In what is surely one of the larger signs that we are entering the post-pc era, HP announced today that it is discontinuing all future WebOS devices (palm is now officially dead) and more…. HP is planning a sweeping overhaul of its businesses, agreeing to buy Autonomy Corp. for $10.3 billion and weighing a breakup that would unravel the much-debated Compaq Computer Corp. purchase.

Autonomy shareholders will receive $42.11 a share, Palo Alto, California-based Hewlett-Packard said in a statement. That represents a 64 percent premium over Autonomy’s closing share price yesterday. Hewlett-Packard also said it’s considering spinning off its PC division and that it will discontinue products that run WebOS software.
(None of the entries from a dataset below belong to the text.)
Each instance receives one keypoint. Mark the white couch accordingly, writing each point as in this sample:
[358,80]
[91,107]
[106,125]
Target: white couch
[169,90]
Hewlett-Packard shares dropped after the company issued forecasts that missed estimates.

Chief Executive Officer Leo Apotheker, who took the helm at Hewlett-Packard in November, is lessening the company’s reliance on PCs as consumer demand wanes and Apple Inc. lures buyers to its iPad. He’s also expanding in so-called cloud services, which help customers handle computing tasks over the Internet.

“Their focus is on being more of a software and services company and not dependent on the hardware businesses,” said Michael Gartenberg, an analyst at Stamford, Connecticut-based Gartner Inc. “The hardware business has become a difficult business. In many ways it’s a commodity-driven business. This is a major strategic shift for HP.”

By discontinuing WebOS products, Apotheker is backtracking on a strategy he announced just five months ago to put WebOS software on every Hewlett-Packard computer. The operating system runs the company’s TouchPad tablet and a range of smartphones.

Former CEO Carly Fiorina acquired Compaq in 2002 for $17.6 billion, making Hewlett-Packard the world’s biggest seller of PCs. Fiorina won shareholder approval for the deal after a proxy fight that pitted her against heirs of the company’s founders.